Recurring Issues to Address
-
Time management. Three of the last four losses ended on the clock while you were still objectively fine.
Recommendation: insert “mini checkpoints” (after the opening, after each trade) where you spend 2-3 seconds to update your plan instead of moving instantly in obvious positions. -
King safety once the queens stay on.
• Example: vs hyhyhyhy2003 you delayed …Kh7 …g5 consolidation, allowing Rh1-h6-h7 ideas.
• Example PGN fragment: Work on the habit of asking “What is my opponent’s next check?” every move. - Converting extra material in technical endings. In the win against chessweda the rook+rook vs rook ending took 40 extra moves because the h-pawn was pushed before restricting the enemy king. Study “rook-and-rook vs rook” winning technique (Philidor & Lucena).
- Over-optimistic pawn storms with Black in the Scandinavian / Alekhine. Early …f6 or …g5 without development gave opponents targets.

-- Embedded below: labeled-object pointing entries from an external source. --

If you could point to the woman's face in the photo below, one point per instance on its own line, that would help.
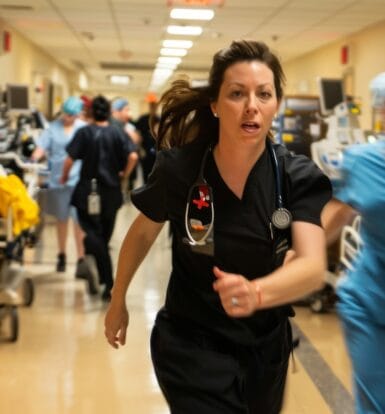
(247, 102)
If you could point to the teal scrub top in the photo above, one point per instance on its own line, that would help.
(54, 141)
(363, 188)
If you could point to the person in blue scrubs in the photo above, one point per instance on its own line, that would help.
(52, 145)
(361, 294)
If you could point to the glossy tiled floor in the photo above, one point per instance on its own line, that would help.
(62, 364)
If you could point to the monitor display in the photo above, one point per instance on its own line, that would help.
(17, 97)
(331, 94)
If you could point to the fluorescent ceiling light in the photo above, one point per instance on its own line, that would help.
(184, 44)
(192, 14)
(166, 65)
(185, 30)
(119, 79)
(171, 60)
(166, 51)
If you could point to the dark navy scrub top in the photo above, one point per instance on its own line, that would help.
(242, 233)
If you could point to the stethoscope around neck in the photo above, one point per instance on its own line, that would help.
(199, 213)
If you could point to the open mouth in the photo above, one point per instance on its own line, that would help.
(250, 126)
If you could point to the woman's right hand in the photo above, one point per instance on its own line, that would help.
(115, 324)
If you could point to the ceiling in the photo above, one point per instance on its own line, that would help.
(106, 37)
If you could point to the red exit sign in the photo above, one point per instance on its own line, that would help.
(171, 3)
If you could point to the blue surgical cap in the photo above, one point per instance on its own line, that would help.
(119, 104)
(72, 106)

Try inserting a useful developing move first (…Nc6, …Be7) and only then expand.
Opening Map
| Colour | Frequent Choice | Score | Next Step |
|---|---|---|---|
| White | King’s Fianchetto / English hybrid | +68% | Add a sharper main-line d4 repertoire vs …d5 to diversify. |
| Black | Sicilian: Accelerated & Rossolimo | +55% | Refresh your …b6 & …Bb7 plans versus early Bb5; review games of im_kosta. |
| Black | Scandinavian ( …Qd8 retreat) | -40% | Consider switching to the dynamic 3…Qa5 or adopt the solid Petroff to reduce early queen exposure. |
Targeted Training Plan (4-Week Cycle)
- Week 1: Everyday 20 min of Beat-the-Clock drills – positions shown with only 15 seconds to find the best move.
- Week 2: Endgame focus – play the “Rook vs Rook Endings” chapter from Silman or use the Chess.com drills on Lucena, Philidor and the tricky Vancura.
- Week 3: Repertoire deep dive – analyse 10 master games in your preferred King’s Fianchetto line; build a memory palace of critical junctions (use the move-number anchors technique).
- Week 4: Sparring sessions vs. engines set to “200 Elo higher” with forced time odds (you get 3 min, engine gets 2 min). Goal: improve decision speed without compromising quality.
Quick Habit Checklist Before Each Move
- Material & pawn structure tally (2 sec).
- Forcing move scan: checks, captures, threats (4 sec).
- Update worst placed piece – can it improve? (2 sec).
- Only then look for the “prettiest” continuation.
Motivational Note
The jump from good tactician to well-rounded player usually happens when time-trouble losses disappear. Your accuracy in quiet positions is already respectable – pair it with better clock handling and you are on a clear path to 2400 Blitz.
Keep up the fighting spirit and enjoy the journey!